Posted by Matt from Denver on June 20, 2012 at 3:42 PM · Report this
2
@1: I've learned always to hover over the URL first when someone says, "I Warned You!"
Posted by MLM on June 20, 2012 at 3:45 PM · Report this
care bear 3
Why would you buy salmon in Texas?
Posted by care bear on June 20, 2012 at 3:52 PM · Report this
kitschnsync 4
Why would you buy BBQ in Seattle?
Posted by kitschnsync on June 20, 2012 at 3:54 PM · Report this
balderdash 5
Five to one that was farmed salmon.

Good people eat farmed salmon, and informed people eat farmed salmon, but good, informed people do not eat farmed salmon. Nor, as should be apparent, do people who are concerned about their own food safety.

I mean, maybe that was just a particularly rancid piece of wild-caught, but in Texas? At the grocery store? Not likely.
Posted by balderdash http://introverse.blogspot.com on June 20, 2012 at 3:56 PM · Report this
Zebes 6
I previewed the link and went "Eeeewwww!" Then clicked it and read the article and went "Eeeeeeeewwwwwwwww!!!!"
Posted by Zebes http://www.badrap.org/rescue/index.html on June 20, 2012 at 4:02 PM · Report this
7
Supermarket grade fish != sushi grade fish. Ugh.
Posted by Mike in Olympia on June 20, 2012 at 4:21 PM · Report this
8
We saw Cienna's coffee mug, pre-poll. We're immune to being grossed out.
Posted by PCM on June 20, 2012 at 4:28 PM · Report this
aureolaborealis 9
Meh. Fresh wild-caught salmon can have pinworms, too. You are probably eating them every time you eat salmon, but they've been killed through freezing or cooking, which causes the worms to break down and "disappear" into the meat.

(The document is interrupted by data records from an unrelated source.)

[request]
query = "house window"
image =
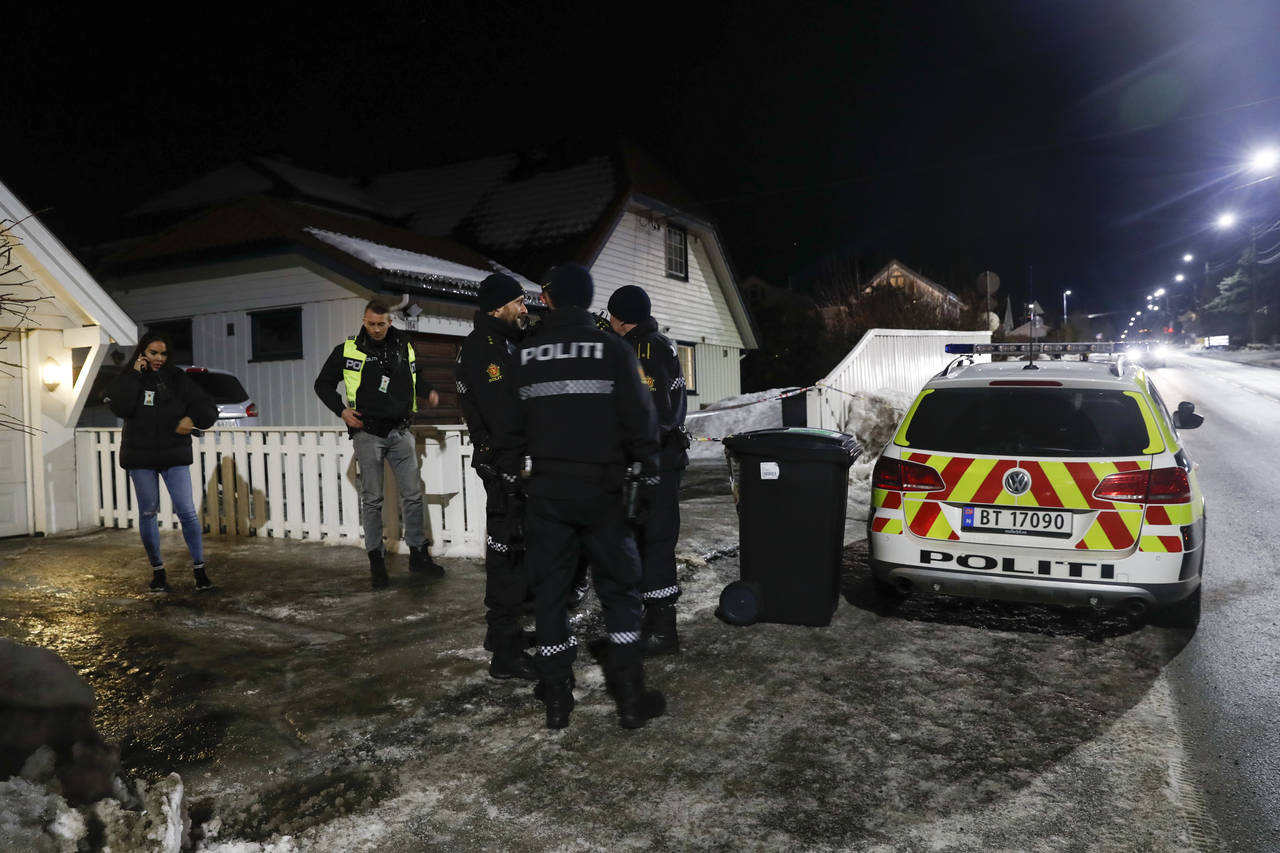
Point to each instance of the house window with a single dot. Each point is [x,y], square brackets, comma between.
[677,252]
[179,340]
[685,351]
[277,334]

(@7: +1. I wonder if they got sick because they knew what they had eaten, or whether the meat was bad, too.)

Don't even ask about cod or halibut, which are much more long-lived fish, and therefore have much more time to gather parasites. With them, there's no "can" about it.

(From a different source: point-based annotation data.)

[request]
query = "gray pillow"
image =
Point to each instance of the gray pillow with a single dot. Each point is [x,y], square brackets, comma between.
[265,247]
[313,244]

I cleaned a lot of wild-caught salmon, halibut and cod, and I've gone through long periods of abstention from fish afterwards.
Posted by aureolaborealis on June 20, 2012 at 4:36 PM · Report this
10
I assume the Atlantic salmon I get here in New York are farmed. But "farmed" salmon are not farmed in the same way that say, tilapia are farmed. They do spend most of their lives at sea, unpenned, and most of the food they eat over their lifetimes are things they found in the ocean themselves.

That said, I would never buy any salmon in a grocery store, unless it was smoked. The supply chain of a supermarket is loooong. The couple of times I've bought fish in a grocery store, I not only was motivated to toss it out as soon as the plastic wrap on the styro tray was breached, but the stuff made your eyes run.

Now, we come to the issue of sushi... You cannot prepare raw fish unless you know what the hell you are doing. Some fish are more prone to carrying parasites than others, and some parasites are more dangerous to humans than others. One of the reasons sushi is traditionally sliced thin is to allow the chef to look closely at it and make sure it's free of parasites. Sounds like nobody in that family did that. Moreover, we now know that freezing fish and holding it at a certain temperature for a certain time will kill all the wrigglies and their eggs. You either have to plan ahead to do this, or buy your fish from someone who does this for you.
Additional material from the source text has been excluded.